Note
Go to the end to download the full example code.
Example 19: FAILURE CASE — Missing Gap for Multi-Step Forecasting¶
Real-World Failure: No Gap Between Training and Test¶
When forecasting h steps ahead, features at test time may include information that wasn’t available at the forecast origin time.
The bug: Training data ends at time t, but test features at t+1 include values from time t that weren’t available when you needed to make the h-step forecast at time t-h+1.
Consider forecasting 4 steps ahead: - At time t, you need to forecast y[t+4] - Your lag-1 feature at t+4 is y[t+3] - But y[t+3] wasn’t known when you made your forecast at time t!
This is called “information leakage through the forecast gap.”

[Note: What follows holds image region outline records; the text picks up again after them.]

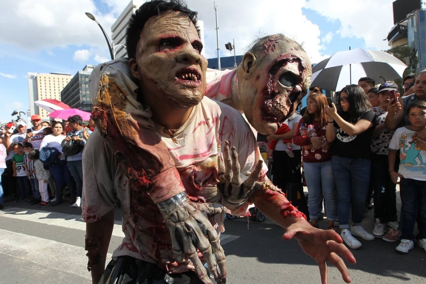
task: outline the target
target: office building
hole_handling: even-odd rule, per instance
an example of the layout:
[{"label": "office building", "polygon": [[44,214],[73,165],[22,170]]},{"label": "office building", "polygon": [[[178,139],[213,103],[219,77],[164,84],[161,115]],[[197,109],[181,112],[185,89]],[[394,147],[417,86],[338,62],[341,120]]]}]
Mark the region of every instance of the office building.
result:
[{"label": "office building", "polygon": [[49,120],[49,113],[35,105],[34,102],[43,99],[61,101],[61,91],[70,82],[72,76],[68,74],[41,73],[28,72],[29,109],[31,114],[39,114],[43,120]]},{"label": "office building", "polygon": [[93,103],[89,91],[89,77],[95,65],[87,65],[79,70],[61,92],[62,102],[72,108],[91,112]]},{"label": "office building", "polygon": [[[396,0],[393,3],[395,25],[388,34],[392,48],[408,46],[418,60],[414,71],[426,68],[426,10],[420,0]],[[410,58],[406,64],[411,64]]]}]

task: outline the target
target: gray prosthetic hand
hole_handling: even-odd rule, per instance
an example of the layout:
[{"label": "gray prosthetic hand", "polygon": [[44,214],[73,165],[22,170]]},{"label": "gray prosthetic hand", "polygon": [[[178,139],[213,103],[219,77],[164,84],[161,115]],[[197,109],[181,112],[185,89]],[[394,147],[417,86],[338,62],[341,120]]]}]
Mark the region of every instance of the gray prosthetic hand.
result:
[{"label": "gray prosthetic hand", "polygon": [[[238,154],[235,147],[229,149],[229,142],[225,141],[223,159],[219,155],[219,180],[223,184],[222,194],[224,205],[228,208],[234,208],[245,202],[255,186],[260,186],[259,182],[263,161],[260,160],[254,170],[243,181],[240,173]],[[218,152],[221,152],[221,143],[218,142]]]},{"label": "gray prosthetic hand", "polygon": [[194,264],[198,277],[206,284],[211,283],[198,257],[198,249],[218,283],[226,283],[225,253],[220,245],[219,234],[208,218],[230,212],[219,204],[193,202],[184,191],[160,202],[157,206],[170,233],[176,261],[189,259]]}]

This example demonstrates: 1. How missing gap inflates multi-step forecast accuracy 2. How WalkForwardCV with horizon parameter fixes it 3. The performance degradation when using proper gap enforcement
Key Concepts¶
Forecast origin: Time when forecast is made
Forecast horizon: Steps ahead to predict
Gap enforcement: Training ends at forecast_origin - horizon
from __future__ import annotations
import numpy as np
import pandas as pd
from sklearn.linear_model import Ridge
from sklearn.model_selection import cross_val_score
# temporalcv imports
from temporalcv import WalkForwardCV
from temporalcv.gates import gate_suspicious_improvement
from temporalcv.viz import CVFoldsDisplay, MetricComparisonDisplay
# =============================================================================
# PART 1: Generate AR(1) Data
# =============================================================================
def generate_ar_data(
n_samples: int = 500,
ar_coef: float = 0.85,
noise_std: float = 0.5,
seed: int = 42,
) -> pd.DataFrame:
"""
Generate AR(1) process for demonstrating gap leakage.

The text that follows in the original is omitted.